After seven years, he returned to France (around 1900?) and decided to take courses to master the techniques of the fine arts. He dazzled visitors to the 1903 Colonial Painters Exhibition with “30 magnificent drawings” in Indian ink enhanced with gouache. These drawings illustrate Pouvourville's poetry work "Rimes Chinoises". On the strength of this success, he obtained what he wanted: an artistic mission in Indochina. So he left with a light heart, taking advantage of this trip to discover the Canton River in China.

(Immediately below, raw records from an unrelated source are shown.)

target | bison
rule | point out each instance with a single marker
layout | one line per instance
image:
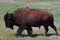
(26, 18)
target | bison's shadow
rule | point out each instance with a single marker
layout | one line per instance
(35, 35)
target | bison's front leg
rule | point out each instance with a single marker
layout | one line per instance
(29, 30)
(20, 30)
(46, 30)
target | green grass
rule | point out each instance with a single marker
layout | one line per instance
(8, 34)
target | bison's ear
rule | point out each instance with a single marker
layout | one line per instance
(9, 15)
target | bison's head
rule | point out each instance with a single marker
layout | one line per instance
(9, 22)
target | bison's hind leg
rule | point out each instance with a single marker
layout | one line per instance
(46, 29)
(54, 27)
(29, 30)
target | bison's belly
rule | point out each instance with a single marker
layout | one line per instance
(38, 23)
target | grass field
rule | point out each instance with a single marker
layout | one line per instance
(51, 6)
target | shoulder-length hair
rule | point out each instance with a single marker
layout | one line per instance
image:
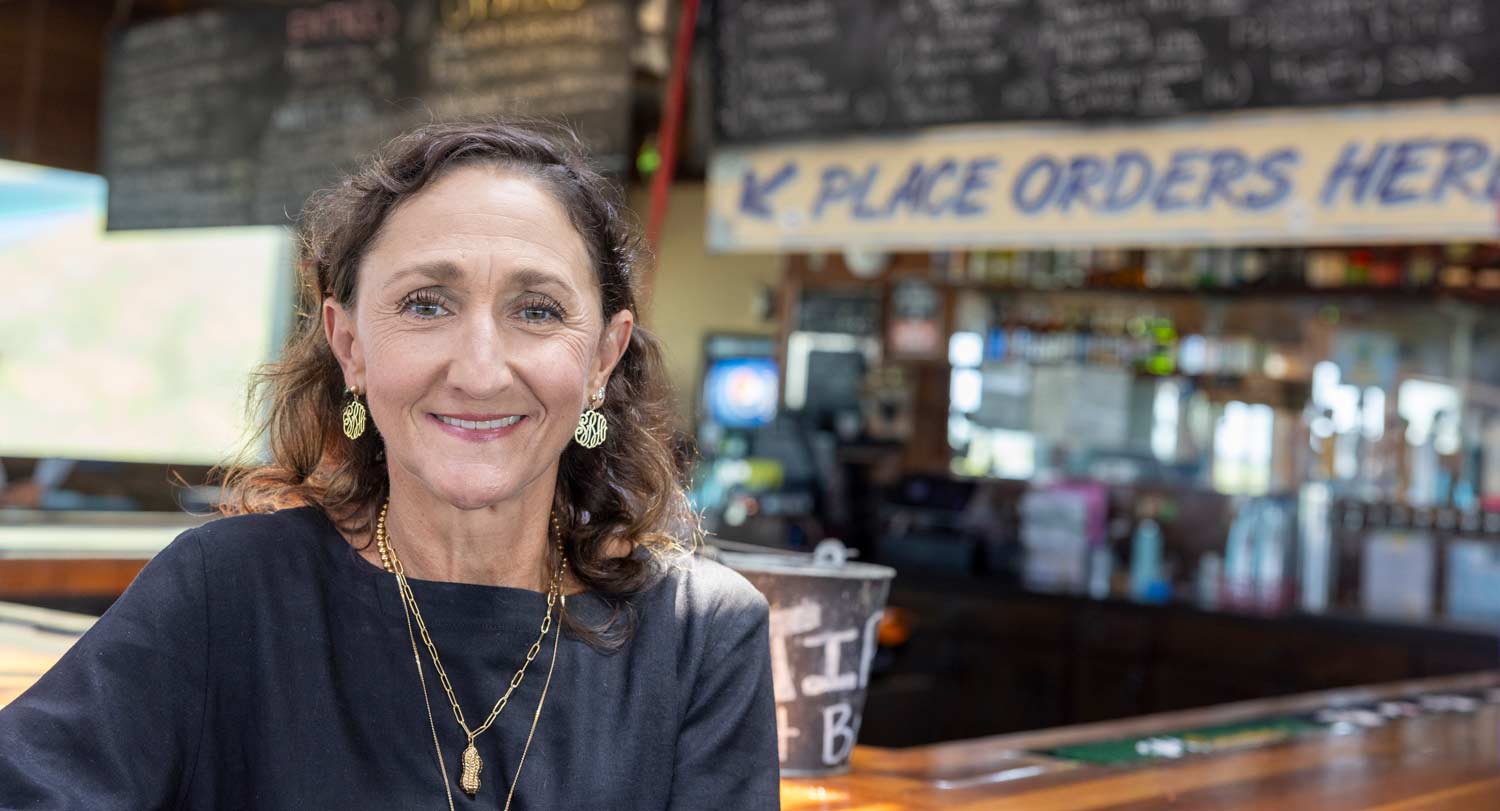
(627, 489)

He took the time to publish two humorous albums in Hanoi, then returned to France with abundant documentation that would allow him to produce many drawings and paintings in the following years. He exhibited at the colonial exhibition in Marseille in 1906 and Bordeaux the following year. It illustrates a special issue of the Dépêche Coloniale Illustrée dated January 31, 1908, on "Art in the French Far East" (available on Gallica) and from which the biographical elements above are taken. He also depicted several colonial novels.
He founded with other successful authors, such as Pierre Mille, A. Drouin, Maybon, Claude Farrère and his lifelong friend Pouvourville, the group "of the French of Asia", whose objectives were to make people love Indochina in metropolitan France. All inhabited. The other objective was to repel "any contraband exoticism" among authors who would be tempted by the easy way. Another notable issue on July 31, 1909, appeared to this effect, still in the Illustrated Colonial Dispatch. We can see a few more illustrations in the same magazine in December 1911.